The family of Aaron Hernandez, former New England Patriots tight end, donated his brain to science and just recently they found that the ex-football player suffered from chronic traumatic encephalopathy (CTE).
Hernandez was serving a life sentence for homicide and committed suicide in his cell earlier this year. Right before his arrest, Hernandez acted very paranoid, used PCP (Phencyclidine), and carried a gun with him at all times.
Dr. Ann McKee, the director of the school’s CTE center said that the 27-year-old’s brain was “clearly at the severe end of the spectrum” for his age group. She diagnosed Hernandez with Stage 3 CTE (out of 4), which surprisingly had never been seen before in brains younger than 46-years-old. He had the most severe case of CTE ever discovered in someone in his age group.

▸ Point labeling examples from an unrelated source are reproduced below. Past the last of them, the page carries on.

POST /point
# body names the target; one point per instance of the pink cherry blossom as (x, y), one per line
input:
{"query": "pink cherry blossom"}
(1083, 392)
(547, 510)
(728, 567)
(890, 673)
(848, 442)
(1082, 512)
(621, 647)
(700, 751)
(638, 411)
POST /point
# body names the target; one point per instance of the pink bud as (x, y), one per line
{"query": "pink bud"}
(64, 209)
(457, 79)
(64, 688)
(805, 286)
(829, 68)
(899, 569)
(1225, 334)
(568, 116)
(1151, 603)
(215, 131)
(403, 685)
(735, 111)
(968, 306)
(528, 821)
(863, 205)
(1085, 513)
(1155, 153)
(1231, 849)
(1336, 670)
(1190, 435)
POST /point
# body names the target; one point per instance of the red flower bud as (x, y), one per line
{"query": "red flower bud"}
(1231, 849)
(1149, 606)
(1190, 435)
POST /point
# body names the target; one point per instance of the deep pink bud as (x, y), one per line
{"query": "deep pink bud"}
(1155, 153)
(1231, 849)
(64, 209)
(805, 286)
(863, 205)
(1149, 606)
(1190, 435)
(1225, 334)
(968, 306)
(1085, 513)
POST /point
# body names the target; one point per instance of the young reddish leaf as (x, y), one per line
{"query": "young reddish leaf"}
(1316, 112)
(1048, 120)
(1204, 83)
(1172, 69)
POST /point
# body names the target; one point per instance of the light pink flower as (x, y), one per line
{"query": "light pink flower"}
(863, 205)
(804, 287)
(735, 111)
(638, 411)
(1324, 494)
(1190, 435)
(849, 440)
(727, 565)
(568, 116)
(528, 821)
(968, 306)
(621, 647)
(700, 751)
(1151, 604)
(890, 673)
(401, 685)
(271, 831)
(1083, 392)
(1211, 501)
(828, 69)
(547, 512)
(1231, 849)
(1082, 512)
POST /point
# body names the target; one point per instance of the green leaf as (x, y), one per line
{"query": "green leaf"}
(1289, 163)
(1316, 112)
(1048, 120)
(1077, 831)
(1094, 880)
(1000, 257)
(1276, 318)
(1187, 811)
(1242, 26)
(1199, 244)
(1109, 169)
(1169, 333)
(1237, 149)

This degenerative brain disease is associated with repeated head trauma, which often occurs in football and other physical sports.
Most of the damage occurred in Hernandez’s frontal lobes, a region of the brain associated with decision-making, judgment, and cognition. Symptoms include control problems, aggression, depression, and paranoia.
“We can’t take the pathology and explain the behavior,” McKee said, according to commentary relayed by The Washington Post. “But we can say collectively, in our collective experience, that individuals with CTE, and CTE of this severity, have difficulty with impulse control, decision-making, inhibition of impulses for aggression, emotional volatility, rage behaviors. We know that collectively.”
A Boston University study of 202 brains of deceased American football players earlier this year found CTE in 87 percent of them, with the number climbing to 99 percent among NFL players.
“It is no longer debatable whether or not there is a problem in football; there is a problem,” McKee said in a statement at the time. ”[It] is time to come together to find solutions.”